Il rispetto è la virtù dei giusti, l'ipocrisia il vizio dei benpensanti. Tra le varie forme di rispetto c'è quella riservata all'ultimo congedo, dove a essere rispettata, in morte, dovrebbe essere l'immagine che in vita ciascuno ha voluto dare di sé.
Un'ideale carta di identità costituita dai gesti, che nella lingua ebraica fanno tutt'uno con la verità: émet, da cui l'amen pronunciato al termine della preghiera. Ma a differenza della nostra idea di verità, per gli ebrei è qualcosa che si fa, si produce nei comportamenti e nelle scelte quotidiane, non che sonnecchia quale immutabile essenza.
Se vogliamo dare per un momento credito a questa
diversa sensibilità, ognuno diviene titolare di regia e sceneggiatura del
proprio film; solo il montaggio viene appaltato a uno sguardo esterno, già che
come suggeriva Pasolini può essere realizzato solo dopo il ciak finale, nella
memoria selettiva di chi ci sopravvive.
Ricordare Helmut Berger, morto ieri a Salisburgo a settantotto anni, con le sue numerose intemperanze non è dunque irriguardoso, ma combina in approssimativa sintesi ciò che ha voluto fare della propria vita, rispettando scelte spesso
estreme. Se ne volessimo restituire un santino piccolo borghese saremmo dei
sepolcri imbiancati.
Vernice postuma che trovo riversata a litri tra i
commenti a un post su Facebook dell'amico Fulvio Abbate, il quale rammenta una
serata romana – era forse il 1988, aggiunge – in compagnia del celebre protagonista
di Ludwig: “lo ricordo ancora mentre, camminando, piscia sulle maniglie delle
auto parcheggiate sul lungotevere davanti all'Ara Pacis.“
Non ho difficoltà a visualizzare la scena, in cui
stona l'unico dettaglio di uno strumento di minzione di dimensioni solamente
normali, quando in lui tutto doveva essere eccessivo, over size.
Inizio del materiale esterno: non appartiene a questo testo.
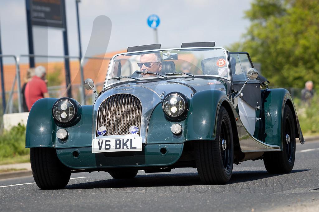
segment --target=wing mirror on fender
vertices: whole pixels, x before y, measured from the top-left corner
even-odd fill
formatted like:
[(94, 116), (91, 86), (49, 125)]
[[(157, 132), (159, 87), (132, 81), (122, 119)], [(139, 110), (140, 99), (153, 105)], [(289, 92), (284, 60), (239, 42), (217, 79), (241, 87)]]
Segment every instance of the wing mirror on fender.
[(233, 99), (235, 99), (238, 97), (242, 97), (244, 96), (244, 94), (242, 93), (242, 90), (244, 89), (244, 88), (245, 88), (246, 85), (247, 84), (247, 82), (249, 80), (253, 80), (256, 79), (257, 78), (257, 77), (258, 76), (258, 72), (256, 69), (253, 68), (251, 68), (247, 70), (246, 75), (247, 76), (247, 77), (248, 79), (247, 79), (246, 81), (245, 82), (245, 83), (244, 84), (244, 85), (242, 86), (242, 87), (241, 88), (240, 90), (238, 92), (238, 93), (235, 95), (233, 98)]
[(84, 86), (84, 88), (85, 88), (85, 89), (89, 90), (92, 89), (92, 90), (93, 91), (93, 93), (95, 94), (97, 96), (99, 96), (98, 94), (96, 93), (96, 91), (93, 89), (93, 88), (94, 87), (94, 82), (92, 80), (92, 79), (90, 79), (89, 78), (87, 79), (84, 81), (84, 83), (83, 83), (83, 85)]

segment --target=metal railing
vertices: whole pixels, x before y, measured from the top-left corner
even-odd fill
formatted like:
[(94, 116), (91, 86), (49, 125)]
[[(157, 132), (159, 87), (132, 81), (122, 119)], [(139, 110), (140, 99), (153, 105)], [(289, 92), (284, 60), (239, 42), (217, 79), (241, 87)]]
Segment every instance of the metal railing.
[[(76, 56), (59, 56), (55, 55), (34, 55), (34, 54), (21, 54), (19, 57), (16, 57), (13, 55), (4, 55), (0, 54), (0, 57), (11, 57), (13, 59), (15, 65), (16, 73), (15, 75), (14, 78), (13, 82), (12, 83), (12, 86), (11, 90), (10, 92), (9, 97), (8, 101), (8, 105), (6, 107), (5, 110), (4, 111), (4, 114), (8, 113), (8, 111), (10, 111), (12, 112), (12, 99), (14, 93), (16, 92), (18, 94), (18, 111), (19, 113), (23, 112), (22, 109), (22, 96), (21, 92), (21, 83), (20, 79), (20, 59), (23, 57), (28, 57), (29, 58), (30, 57), (35, 58), (56, 58), (59, 59), (76, 59), (78, 60), (80, 71), (81, 77), (81, 81), (82, 82), (80, 84), (72, 84), (71, 83), (70, 83), (68, 85), (67, 88), (65, 90), (65, 92), (67, 92), (68, 91), (73, 85), (76, 86), (77, 87), (79, 87), (80, 86), (81, 91), (80, 92), (80, 102), (81, 104), (84, 104), (85, 103), (85, 88), (83, 84), (83, 82), (84, 80), (84, 60), (87, 59), (97, 59), (97, 60), (110, 60), (109, 58), (100, 57), (84, 57), (82, 58), (80, 58), (79, 57)], [(15, 87), (16, 83), (17, 83), (17, 89), (16, 91), (15, 90), (14, 88)], [(62, 86), (61, 86), (62, 87)]]

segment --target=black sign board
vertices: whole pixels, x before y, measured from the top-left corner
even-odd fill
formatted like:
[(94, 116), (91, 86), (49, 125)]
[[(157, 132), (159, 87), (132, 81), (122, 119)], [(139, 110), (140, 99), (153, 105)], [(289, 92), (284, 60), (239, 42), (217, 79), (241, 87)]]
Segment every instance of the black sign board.
[(30, 1), (32, 25), (64, 28), (64, 0)]

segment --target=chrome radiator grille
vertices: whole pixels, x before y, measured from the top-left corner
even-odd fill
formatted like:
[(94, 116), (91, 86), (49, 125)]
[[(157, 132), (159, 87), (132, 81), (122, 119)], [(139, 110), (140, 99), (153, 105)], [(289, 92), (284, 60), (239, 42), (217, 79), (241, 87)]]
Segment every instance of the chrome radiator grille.
[(119, 94), (104, 100), (98, 111), (96, 136), (101, 126), (106, 128), (105, 136), (129, 134), (131, 126), (141, 128), (142, 105), (137, 98), (128, 94)]

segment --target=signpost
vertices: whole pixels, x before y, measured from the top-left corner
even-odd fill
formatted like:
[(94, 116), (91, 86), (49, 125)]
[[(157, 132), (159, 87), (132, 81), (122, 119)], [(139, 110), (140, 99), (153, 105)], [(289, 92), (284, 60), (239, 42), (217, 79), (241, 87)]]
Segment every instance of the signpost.
[(33, 25), (64, 28), (64, 0), (30, 0)]
[(154, 14), (151, 15), (147, 18), (147, 25), (154, 30), (154, 37), (155, 43), (159, 43), (158, 34), (157, 27), (160, 25), (160, 17)]
[[(1, 31), (0, 31), (0, 55), (2, 54), (2, 49), (1, 46)], [(1, 89), (2, 96), (2, 106), (3, 112), (5, 110), (5, 91), (4, 90), (4, 76), (3, 74), (3, 64), (2, 63), (2, 57), (0, 56), (0, 73), (1, 75)]]
[[(67, 29), (64, 0), (26, 0), (29, 53), (34, 55), (33, 26), (54, 27), (62, 30), (65, 56), (69, 56)], [(34, 57), (29, 58), (30, 67), (34, 67)], [(65, 81), (68, 88), (68, 96), (71, 96), (71, 77), (69, 58), (64, 59)]]

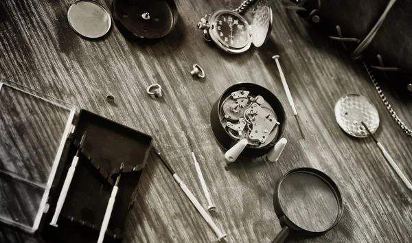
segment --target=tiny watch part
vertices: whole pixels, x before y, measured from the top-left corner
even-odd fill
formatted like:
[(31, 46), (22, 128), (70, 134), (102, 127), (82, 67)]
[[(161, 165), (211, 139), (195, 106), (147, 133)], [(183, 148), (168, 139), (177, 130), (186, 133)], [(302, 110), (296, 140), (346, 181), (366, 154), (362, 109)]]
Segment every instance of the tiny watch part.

Più tardi e in
anni relativamente recenti rimediò a questo suo "limite", facendosi
confezionare dalla chirurgia estetica un uccellone enorme, con
cui ora avrebbe potuto pisciare anche sulle maniglie dei camion.
Questo era Helmut Berger, ciò che ha fatto della
propria vita e noi ci limitiamo a rispettare: riconoscendolo. Quanto al versante
occidentale della verità che coincide con l’essenza, era un essere umano come
tutti, di cui gli eccessi facevano probabilmente specchio alle fragilità. E
comunque rispetto è anche arrestarsi alla soglia dell'intimo, non offrendo
facili risposte sulle ragioni dei comportamenti, qualsiasi essi siano.
Ci sono infatti infinite ragioni – perlopiù alcoliche
– per pisciare sulla maniglia di un’auto in sosta. Tutte condannabili, sia
chiaro. Ma tutte vere. Perché rivelano ciò che abbiamo fatto, o, più spesso,
disfatto con il nostro vivere. Quando anche la vita più sgangherata che si
conclude trasmette una struggente enigmatica bellezza. E amen.